On Tuesday, 26 September CIS hosted a special evening featuring Professor John Cochrane for a lecture and conversation with economist and CIS adjunct fellow Gene Tunny. This event will be Professor Cochrane’s only public appearance in Australia.
Creeping stagnation ought to be recognised as the central economic issue of our time. Growth is not just more stuff, it’s vastly better goods and services; it’s health, environment, education, and culture; it’s defence, social programs, and repaying government debt. Why are we stagnating?
Much regulation protects politically influential businesses, workers, and other constituencies from the disruptions of growth. Responsive democracies give people what they want, good and hard. And in return, regulation extorts political support from those beneficiaries. We have to fix the regulatory structure, to give growth a seat at the table.
Economists are somewhat at fault too. They are taught to look at every problem, diagnose “market failure,” and advocate new rules to be implemented by an omniscient, benevolent planner. But we do not live in a free market. When you see a problem, look first for the regulation that caused it.
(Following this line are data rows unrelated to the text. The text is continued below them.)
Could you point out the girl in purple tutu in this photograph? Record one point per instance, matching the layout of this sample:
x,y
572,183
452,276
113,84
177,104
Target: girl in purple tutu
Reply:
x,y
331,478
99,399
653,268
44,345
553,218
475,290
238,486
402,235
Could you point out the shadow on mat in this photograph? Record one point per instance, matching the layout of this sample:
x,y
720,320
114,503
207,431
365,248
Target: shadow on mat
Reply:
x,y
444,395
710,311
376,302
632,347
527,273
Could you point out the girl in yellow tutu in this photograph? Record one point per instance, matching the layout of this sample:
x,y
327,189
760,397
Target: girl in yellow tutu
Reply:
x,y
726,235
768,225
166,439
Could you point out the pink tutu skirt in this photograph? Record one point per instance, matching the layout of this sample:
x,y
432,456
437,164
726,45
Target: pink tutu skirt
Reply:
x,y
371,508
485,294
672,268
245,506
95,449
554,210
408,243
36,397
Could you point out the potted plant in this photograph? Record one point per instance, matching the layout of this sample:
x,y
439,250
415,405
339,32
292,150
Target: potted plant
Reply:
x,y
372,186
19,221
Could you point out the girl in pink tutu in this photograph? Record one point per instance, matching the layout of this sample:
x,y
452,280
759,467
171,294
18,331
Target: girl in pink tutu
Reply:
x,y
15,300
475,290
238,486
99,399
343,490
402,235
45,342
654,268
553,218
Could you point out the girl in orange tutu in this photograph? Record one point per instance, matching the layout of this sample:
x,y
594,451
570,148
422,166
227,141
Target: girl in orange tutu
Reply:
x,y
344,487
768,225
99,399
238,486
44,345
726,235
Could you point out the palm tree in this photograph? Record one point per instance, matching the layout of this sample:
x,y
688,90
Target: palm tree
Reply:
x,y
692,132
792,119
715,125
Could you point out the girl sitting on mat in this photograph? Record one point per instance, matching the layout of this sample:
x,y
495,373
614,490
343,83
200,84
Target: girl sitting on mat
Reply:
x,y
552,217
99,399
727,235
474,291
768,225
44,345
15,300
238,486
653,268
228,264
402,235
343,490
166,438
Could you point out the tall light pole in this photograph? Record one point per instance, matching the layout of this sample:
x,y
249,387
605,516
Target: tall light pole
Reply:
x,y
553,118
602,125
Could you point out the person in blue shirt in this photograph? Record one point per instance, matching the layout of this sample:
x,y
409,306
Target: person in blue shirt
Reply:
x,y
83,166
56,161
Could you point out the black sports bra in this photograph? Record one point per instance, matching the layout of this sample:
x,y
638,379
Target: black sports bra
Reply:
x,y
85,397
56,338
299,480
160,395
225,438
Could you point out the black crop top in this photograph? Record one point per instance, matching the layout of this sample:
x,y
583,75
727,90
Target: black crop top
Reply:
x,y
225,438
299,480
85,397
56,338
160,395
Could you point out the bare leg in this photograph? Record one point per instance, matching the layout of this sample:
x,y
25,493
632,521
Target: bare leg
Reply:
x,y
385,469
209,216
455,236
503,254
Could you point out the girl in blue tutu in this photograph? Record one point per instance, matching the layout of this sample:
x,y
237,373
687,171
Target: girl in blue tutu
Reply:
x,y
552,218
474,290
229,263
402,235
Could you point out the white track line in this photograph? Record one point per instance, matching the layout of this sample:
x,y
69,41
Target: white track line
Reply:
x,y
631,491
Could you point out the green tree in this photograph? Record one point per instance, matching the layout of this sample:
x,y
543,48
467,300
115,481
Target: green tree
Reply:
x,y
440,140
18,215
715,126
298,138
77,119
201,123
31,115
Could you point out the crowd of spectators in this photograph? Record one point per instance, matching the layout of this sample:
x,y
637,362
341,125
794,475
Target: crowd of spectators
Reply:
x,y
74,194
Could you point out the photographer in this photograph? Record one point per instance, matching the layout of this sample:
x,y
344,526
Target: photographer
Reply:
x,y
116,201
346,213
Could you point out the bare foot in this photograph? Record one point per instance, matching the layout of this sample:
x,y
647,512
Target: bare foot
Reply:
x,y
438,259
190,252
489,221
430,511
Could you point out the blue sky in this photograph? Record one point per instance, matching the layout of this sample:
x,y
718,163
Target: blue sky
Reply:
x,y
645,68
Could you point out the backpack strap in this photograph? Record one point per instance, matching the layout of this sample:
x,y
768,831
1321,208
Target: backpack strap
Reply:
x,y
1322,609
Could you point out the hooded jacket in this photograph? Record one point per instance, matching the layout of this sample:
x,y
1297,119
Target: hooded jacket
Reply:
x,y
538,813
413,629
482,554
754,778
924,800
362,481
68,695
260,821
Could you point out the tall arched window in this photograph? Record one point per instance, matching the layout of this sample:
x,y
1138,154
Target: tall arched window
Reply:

John Cochrane is a senior fellow at the Hoover Institution in California and an adjunct scholar at the Cato Institute in Washington. He is author of The Fiscal Theory of the Price Level (Princeton University Press) and The Grumpy Economist a blog of news, views, and commentary, from a humorous free-market point of view.
Gene Tunny, a former Australian Treasury official, is director of Adept Economics and a 1997 CIS Liberty and Society alumnus. He is author Debunking Degrowth (CIS) and Beautiful One Day, Broke the Next: Queensland’s Public Finances Since Sir Joh and Sir Leo (Connor Court).